Observing Production Traffic
Every invocation generates trace data: LLM calls, tool invocations, intermediate outputs. User feedback (thumbs up/down, structured signals) adds another layer. Cernius notes that teams often stall here by requiring alerting infrastructure before running error analysis—but you don't need alerts on day one. Run the loop with what you have, add alerting when traffic volume demands it.
Diagnosing Failures
Trace and feedback data gets clustered into named error modes: hallucinated citations (agent cites knowledge-base articles that don't support claims), wrong tool selection, missed retrieval (answer exists but never entered context), broken output format, off-brand tone. The discipline here is eval-first ordering—write the failing test the moment you name the error mode, then schedule the fix separately. This mirrors test-driven development and prevents three failure patterns: no way to verify fixes work, evals that never get written after shipping patches, and tests that describe the shape of the fix rather than the original failure.

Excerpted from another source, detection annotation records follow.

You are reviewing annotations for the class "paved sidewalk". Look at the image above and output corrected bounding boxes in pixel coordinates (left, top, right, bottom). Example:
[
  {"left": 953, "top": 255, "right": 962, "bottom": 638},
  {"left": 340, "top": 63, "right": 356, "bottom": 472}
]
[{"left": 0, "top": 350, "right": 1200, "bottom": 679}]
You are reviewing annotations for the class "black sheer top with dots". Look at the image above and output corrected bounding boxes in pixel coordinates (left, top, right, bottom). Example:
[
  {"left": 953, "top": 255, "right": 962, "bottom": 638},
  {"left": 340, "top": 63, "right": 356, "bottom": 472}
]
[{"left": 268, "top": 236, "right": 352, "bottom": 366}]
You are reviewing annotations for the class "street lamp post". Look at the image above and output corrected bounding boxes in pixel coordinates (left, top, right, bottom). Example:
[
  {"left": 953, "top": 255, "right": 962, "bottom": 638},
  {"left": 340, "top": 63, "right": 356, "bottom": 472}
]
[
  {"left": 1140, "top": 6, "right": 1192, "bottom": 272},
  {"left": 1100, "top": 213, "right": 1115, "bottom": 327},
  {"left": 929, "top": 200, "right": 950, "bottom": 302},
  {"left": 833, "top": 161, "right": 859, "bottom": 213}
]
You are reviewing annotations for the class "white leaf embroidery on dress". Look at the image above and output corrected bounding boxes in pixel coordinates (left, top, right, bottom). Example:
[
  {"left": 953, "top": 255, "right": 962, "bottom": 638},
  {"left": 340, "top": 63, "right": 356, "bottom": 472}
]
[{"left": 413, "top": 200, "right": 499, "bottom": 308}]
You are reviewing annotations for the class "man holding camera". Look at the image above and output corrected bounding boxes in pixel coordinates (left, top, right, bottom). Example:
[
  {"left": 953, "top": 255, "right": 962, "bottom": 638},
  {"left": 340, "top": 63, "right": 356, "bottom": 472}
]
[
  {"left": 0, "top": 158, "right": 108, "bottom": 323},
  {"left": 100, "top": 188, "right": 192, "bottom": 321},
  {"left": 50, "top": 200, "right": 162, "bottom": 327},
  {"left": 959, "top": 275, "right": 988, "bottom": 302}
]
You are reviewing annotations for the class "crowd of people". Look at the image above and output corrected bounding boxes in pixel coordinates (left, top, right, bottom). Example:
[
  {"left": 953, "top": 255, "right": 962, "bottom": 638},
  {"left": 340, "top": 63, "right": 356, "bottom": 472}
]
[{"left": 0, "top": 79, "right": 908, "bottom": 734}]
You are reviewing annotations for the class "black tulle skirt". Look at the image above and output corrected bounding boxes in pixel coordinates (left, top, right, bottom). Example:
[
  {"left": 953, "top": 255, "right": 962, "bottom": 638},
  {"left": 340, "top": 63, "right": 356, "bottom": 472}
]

The Five Eval Types That Matter
Citation grounding checks use either programmatic string matching or LLM-assisted judges to verify cited sources actually support claims. Tool-use correctness is deterministic—label inputs with expected tool calls, compare actual to expected in pure code, no model required. Retrieval recall@k measures whether known-relevant documents land in the top-k retrieved set using decades of search-engine precedent. Schema validators do structural checks against JSON schemas or type definitions. LLM-as-judge with a rubric handles subjective quality like tone and brand voice—riskier because judge models drift and rubrics need versioning, but essential for covering what code can't grade.
Drift: The Loop's Fuel
Drift is what makes the flywheel necessary. Four signals indicate it's happening: input distribution shift (new vendor names, SKUs, intents you've never seen), eval score decay over time on the same test set, climbing thumbs-down rates, and latency or cost spikes that usually precede quality drops. When drift appears, you reopen the loop on the drifted slice—pull traffic into error analysis, cluster new modes, write evals, update context engineering levers, ship.
The Eval Set Is Your Central Artifact
Coverage grows on every cycle because the loop produces evals as a byproduct. New evals originate from Prototype (synthetic data and historical work) or Error Analysis (every named failure mode). The same set runs in CI/CD gates and as continuous monitors on production traffic. Over months, this is the difference between a system whose quality bar is whatever the team remembers to check, and one whose bar is every failure mode ever seen in production.
Key Takeaways
- Write evals at triage time, not when fixes land—decouple eval growth from engineering velocity
- Start error analysis day one with no alerting infrastructure required
- Your initial eval set comes from synthetic data plus historical human work if automating existing processes
- The eval set runs in three places: CI/CD gates, production monitors, and trace replay during diagnosis
- Watch for drift signals continuously—input shift, score decay, feedback rates, latency spikes
The Bottom Line
This isn't revolutionary stuff—it's test-driven development applied to AI systems with all the operational messiness that implies. But most teams still aren't doing it. If you're shipping agents without a flywheel like this in place, you're not building software—you're running an unpaid user research program while your users suffer the consequences.